Alumna Sharon Orlopp champions diversity, inclusivity at Walmart

Sharon Orlopp serves as global chief diversity officer for Wal-Mart, the world’s largest employer.

Sharon House Orlopp grew up knowing about hatred and intolerance. Her parents — who were from very different religious and socioeconomic backgrounds — faced animosity even within their own families.

“Both sets of my grandparents were not happy that my parents married,” says the University of Denver alumna (BA ’81), who now is global chief diversity officer and a senior vice president for Wal-Mart.

So when she was 5, her parents decided to move to Colorado “to stop the cycle of stereotype and generalization.” When she was 12, Orlopp’s parents — supporters of the civil rights and women’s rights movements — moved the family to a Colorado Springs neighborhood that was predominantly African-American and Hispanic.

“We actually were not welcome when we first moved there. We had our lawn set on fire; our family business was vandalized,” she recalls.

“But I was never afraid; I just wanted to make friends and fit in. Our family lived there for about 30 years — it helped me become a champion of diversity. Now, I have this internal radar that goes off when I feel people are being excluded.”

After stints in management at Foot Locker and Gart Sports, Orlopp in 2003 became the head of human resources for Sam’s Club, the membership warehouse division of Wal-Mart. “I kept thinking about, ‘How can I help build diversity?’ I kept thinking about my childhood: How can I immerse adults in experiences [that expose them to different cultures]?” she says.

Orlopp began taking managers on what she calls “diversity immersion trips,” beginning with a two-day excursion to Montgomery, Ala., where participants toured a number of educational sites, including the Rosa Parks Library and Museum and the Martin Luther King Jr. Birth Home.

The program was a huge success, and the CEO asked Orlopp to expand it. She initiated similar programs to immerse employees in issues affecting Hispanics, women and people with disabilities.

Given Wal-Mart’s status as the world’s largest employer — 2.1 million people in 28 countries work for the Arkansas-based corporation — it might seem redundant to focus so much energy on diversity. But Orlopp says it’s a critical mission.

“A diverse and inclusive employee base … leads to innovation. And innovation is a competitive advantage. In order to attract the best talent, we have to have an environment that accepts everybody,” she says.

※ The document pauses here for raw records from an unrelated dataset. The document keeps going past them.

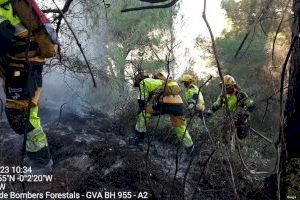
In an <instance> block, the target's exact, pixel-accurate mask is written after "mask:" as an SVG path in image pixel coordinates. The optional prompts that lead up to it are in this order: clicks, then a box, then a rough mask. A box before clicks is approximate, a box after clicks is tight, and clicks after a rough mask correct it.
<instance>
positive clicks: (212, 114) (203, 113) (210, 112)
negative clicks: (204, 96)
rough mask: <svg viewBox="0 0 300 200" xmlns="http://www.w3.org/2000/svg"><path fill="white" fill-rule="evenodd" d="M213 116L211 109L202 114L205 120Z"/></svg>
mask: <svg viewBox="0 0 300 200" xmlns="http://www.w3.org/2000/svg"><path fill="white" fill-rule="evenodd" d="M213 114H214V112H213V111H212V110H211V109H207V110H206V111H204V112H203V116H204V117H205V118H210V117H211V116H212V115H213Z"/></svg>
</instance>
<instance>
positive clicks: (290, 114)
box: [281, 0, 300, 199]
mask: <svg viewBox="0 0 300 200" xmlns="http://www.w3.org/2000/svg"><path fill="white" fill-rule="evenodd" d="M293 10H294V17H293V18H292V24H291V27H292V38H294V37H299V34H300V0H294V1H293ZM284 119H285V124H284V129H283V130H284V140H285V141H284V142H285V144H286V149H285V150H286V153H287V154H286V153H285V152H284V153H283V155H287V158H284V156H283V158H284V160H282V164H283V176H282V182H281V188H282V191H281V199H300V40H299V38H297V40H296V42H295V43H294V45H293V49H292V54H291V66H290V71H289V86H288V95H287V100H286V106H285V112H284Z"/></svg>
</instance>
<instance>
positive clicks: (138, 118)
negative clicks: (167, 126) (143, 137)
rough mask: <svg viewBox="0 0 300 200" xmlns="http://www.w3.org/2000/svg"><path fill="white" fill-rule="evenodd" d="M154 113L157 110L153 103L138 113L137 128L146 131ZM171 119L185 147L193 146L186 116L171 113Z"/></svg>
mask: <svg viewBox="0 0 300 200" xmlns="http://www.w3.org/2000/svg"><path fill="white" fill-rule="evenodd" d="M153 113H157V112H156V111H154V110H153V108H152V106H151V105H150V106H148V107H147V108H146V110H145V111H143V112H141V113H140V114H139V115H138V119H137V122H136V125H135V130H136V131H138V132H146V131H147V126H148V125H149V122H150V120H151V118H152V114H153ZM170 121H171V123H172V126H173V127H174V128H175V132H176V136H177V138H178V139H179V140H180V141H182V143H183V145H184V146H185V147H190V146H192V145H193V140H192V138H191V136H190V134H189V132H188V130H187V125H186V119H185V117H184V116H175V115H172V114H170Z"/></svg>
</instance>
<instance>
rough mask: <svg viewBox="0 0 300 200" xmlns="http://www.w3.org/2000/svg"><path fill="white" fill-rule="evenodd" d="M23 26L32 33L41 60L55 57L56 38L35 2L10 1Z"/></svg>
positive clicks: (41, 12) (56, 39)
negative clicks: (42, 59)
mask: <svg viewBox="0 0 300 200" xmlns="http://www.w3.org/2000/svg"><path fill="white" fill-rule="evenodd" d="M10 3H11V4H12V7H13V9H14V11H15V12H16V14H17V15H18V17H19V18H20V20H21V21H22V23H23V25H24V26H25V27H26V28H27V29H28V30H30V31H32V33H33V41H35V42H37V43H38V44H39V48H40V55H41V57H43V58H52V57H55V56H56V54H57V50H58V45H59V42H58V36H57V34H56V32H55V30H54V28H53V26H52V25H51V23H50V21H49V19H48V18H47V17H46V16H45V14H44V13H43V12H42V11H41V9H40V8H39V6H38V4H37V3H36V1H35V0H10Z"/></svg>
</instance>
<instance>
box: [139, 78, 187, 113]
mask: <svg viewBox="0 0 300 200" xmlns="http://www.w3.org/2000/svg"><path fill="white" fill-rule="evenodd" d="M139 90H140V92H139V97H138V99H139V104H140V108H141V109H142V110H143V108H145V106H146V105H145V103H147V102H149V101H153V100H154V102H152V103H151V104H150V105H149V106H150V107H151V109H153V110H154V112H159V113H160V114H172V115H175V116H183V115H184V112H185V109H184V104H183V101H182V98H181V96H180V95H179V94H180V92H181V89H180V87H179V85H178V83H177V82H176V81H173V80H168V81H167V83H166V82H165V81H163V80H159V79H153V78H146V79H144V80H143V81H141V82H140V85H139ZM141 101H144V102H141ZM142 104H143V105H142ZM149 106H148V108H149Z"/></svg>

By 2013, an additional 90 million women will be in the global workforce, Orlopp says. Based on talent needs, Wal-Mart has established retail training centers in India and Brazil.

“They’re not just for our employees,” Orlopp says. Any person can attend — and they can go work for any retailer.

“When women are lifted, they lift their families and their communities,” Orlopp says. And making that kind of difference, she says, “is what gets me jazzed every morning about coming to work.”